Pocas horas después de poner pie en tierra firme, dos marineros africanos declararon a este periódico que durante el secuestro estaban «absolutamente aterrados» y que no piensan volver a poner un pie en el mar hasta que no acabe el problema de la piratería.
El relato de los otros marineros es terrorífico. Gritos, insultos, golpes y patadas era la rutina a las que los piratas sometían a los cautivos. «Yo mismo vi como uno de los piratas le pegaba una patada al patrón», contó uno de los entrevistados mientras disfruta de sus primeras horas de libertad.
«Solo volveré a subir a un barco si el armador lo llena de agentes de seguridad. Si no, no vale la pena», declaró uno de los marineros consultados, que prefiere guardar el anonimato para «no tener problemas con el jefe». El lunes aterrizará en su país de origen, donde recogerá el sueldo que le ha enviado el armador. 120 euros al mes. Una miseria si se compara con el rentable mercado del atún en el Océano Índico.
«Desde el primer momento, nos quitaron toda la ropa. Incluso la interior. No teníamos nada hasta el viernes por la mañana».. El mismo ex rehén señaló también que los «militares españoles» ayudaron a los pescadores del Alakrana a «limpiar y reparar» la cubierta del barco tras la liberación. «Estaba todo muy mal», explica el marinero.
«¿Que si tenían armas? No las soltaban ni un segundo. Lo más gracioso de todo es que yo solo hubiera podido con cinco de esos piratas. Pero, claro, la diferencia es que ellos tenían metralletas, kalasnikov y bazocas. Desde el momento que el armador pagó el dinero, ya nos dejaron llamar a nuestras familias», añade el africano.

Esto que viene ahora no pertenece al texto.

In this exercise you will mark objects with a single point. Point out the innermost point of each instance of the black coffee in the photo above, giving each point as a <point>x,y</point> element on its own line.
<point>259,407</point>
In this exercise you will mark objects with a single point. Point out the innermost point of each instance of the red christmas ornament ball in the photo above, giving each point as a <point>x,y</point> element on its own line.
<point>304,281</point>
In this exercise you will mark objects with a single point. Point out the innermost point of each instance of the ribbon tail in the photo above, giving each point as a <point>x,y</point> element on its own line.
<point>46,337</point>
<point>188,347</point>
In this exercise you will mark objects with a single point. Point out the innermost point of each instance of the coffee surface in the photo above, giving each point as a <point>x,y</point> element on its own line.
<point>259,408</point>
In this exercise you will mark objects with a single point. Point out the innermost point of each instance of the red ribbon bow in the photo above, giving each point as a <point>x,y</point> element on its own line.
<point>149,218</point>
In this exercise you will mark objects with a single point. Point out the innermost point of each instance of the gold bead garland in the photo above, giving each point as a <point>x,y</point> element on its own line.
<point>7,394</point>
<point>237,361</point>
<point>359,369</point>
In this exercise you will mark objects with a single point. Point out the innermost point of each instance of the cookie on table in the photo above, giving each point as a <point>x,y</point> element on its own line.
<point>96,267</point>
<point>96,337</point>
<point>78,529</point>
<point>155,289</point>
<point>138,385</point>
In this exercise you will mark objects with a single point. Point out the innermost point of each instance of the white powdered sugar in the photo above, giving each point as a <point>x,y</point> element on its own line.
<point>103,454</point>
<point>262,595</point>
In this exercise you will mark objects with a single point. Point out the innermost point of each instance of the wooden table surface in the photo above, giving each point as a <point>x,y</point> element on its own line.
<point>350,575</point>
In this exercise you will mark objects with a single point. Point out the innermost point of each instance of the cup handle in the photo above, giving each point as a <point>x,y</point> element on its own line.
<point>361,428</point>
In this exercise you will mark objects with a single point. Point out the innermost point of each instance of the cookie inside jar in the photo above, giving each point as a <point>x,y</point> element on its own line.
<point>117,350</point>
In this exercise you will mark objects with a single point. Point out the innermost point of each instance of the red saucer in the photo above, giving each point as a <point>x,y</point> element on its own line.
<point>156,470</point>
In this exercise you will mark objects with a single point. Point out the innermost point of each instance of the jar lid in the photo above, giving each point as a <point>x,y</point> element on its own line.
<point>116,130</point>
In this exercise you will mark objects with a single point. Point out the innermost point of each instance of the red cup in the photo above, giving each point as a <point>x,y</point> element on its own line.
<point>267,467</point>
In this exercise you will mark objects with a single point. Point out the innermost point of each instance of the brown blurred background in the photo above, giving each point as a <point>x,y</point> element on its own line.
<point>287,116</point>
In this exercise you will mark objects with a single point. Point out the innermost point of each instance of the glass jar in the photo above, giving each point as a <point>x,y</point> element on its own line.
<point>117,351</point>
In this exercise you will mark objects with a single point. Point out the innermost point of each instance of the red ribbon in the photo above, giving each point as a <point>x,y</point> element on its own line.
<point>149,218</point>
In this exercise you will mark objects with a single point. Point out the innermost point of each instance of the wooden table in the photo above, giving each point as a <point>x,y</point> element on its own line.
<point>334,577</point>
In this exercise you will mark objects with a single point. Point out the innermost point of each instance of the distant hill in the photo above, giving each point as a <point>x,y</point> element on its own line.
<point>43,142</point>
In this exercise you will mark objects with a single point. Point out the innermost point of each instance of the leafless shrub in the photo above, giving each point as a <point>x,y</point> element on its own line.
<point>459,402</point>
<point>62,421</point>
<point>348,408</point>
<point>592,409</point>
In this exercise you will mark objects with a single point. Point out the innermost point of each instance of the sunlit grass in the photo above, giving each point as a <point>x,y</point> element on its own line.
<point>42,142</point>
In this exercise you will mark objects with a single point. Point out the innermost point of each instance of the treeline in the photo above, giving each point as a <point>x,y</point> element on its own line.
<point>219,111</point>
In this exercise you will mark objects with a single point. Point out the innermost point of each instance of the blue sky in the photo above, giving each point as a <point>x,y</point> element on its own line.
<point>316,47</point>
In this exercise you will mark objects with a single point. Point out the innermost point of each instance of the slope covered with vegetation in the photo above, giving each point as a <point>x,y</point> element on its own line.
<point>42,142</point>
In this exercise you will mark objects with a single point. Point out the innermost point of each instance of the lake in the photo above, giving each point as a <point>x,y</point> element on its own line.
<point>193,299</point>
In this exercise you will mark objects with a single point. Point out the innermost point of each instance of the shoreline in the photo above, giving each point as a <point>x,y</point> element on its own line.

Sólo Wilson, el único marinero de las islas Seychelles a bordo, se atrevió a dar la cara ante la prensa. En su casa en un barrio de clase media alta de Victoria, la capital de Seychelles, cuenta que a él el mal trago le brindó la posibilidad de tener un nuevo amigo. Un amigo pirata. «Nunca me dijo su nombre, pero hablábamos siempre. De la vida, de la familia. De nuestras cosas. Me trataba bien e incluso me daba tareas que hacer. Recuerdo que un día se les rompió el motor de uno de sus esquifes. Se lo arreglamos entre varios», cuenta en el salón, mientras abraza a su mujer, Pamela. «Y también me pidió que por favor le arreglara el parachoques de su coche. Se lo trajo de tierra. Lo arreglé e incluso lo pinté. Estaba muy contento», añade el marinero que ha aprendido español gracias a la convivencia con sus compañeros. «Por las noches escuchábamos el programa Españoles a la mar, en la radio. ¡Hablaban de nosotros todo el rato!», recuerda Wilson, que saborea el inicio de dos meses de vacaciones.
Esta vez, armados
El Alakrana volverá pronto a navegar, con tripulación de refresco y una carga extra respecto a su último viaje: armas. En la imagen, miembro de la seguridad privada del Alakrana supervisa la colocación de las armas de guerra que a partir de ahora protegerán al atunero.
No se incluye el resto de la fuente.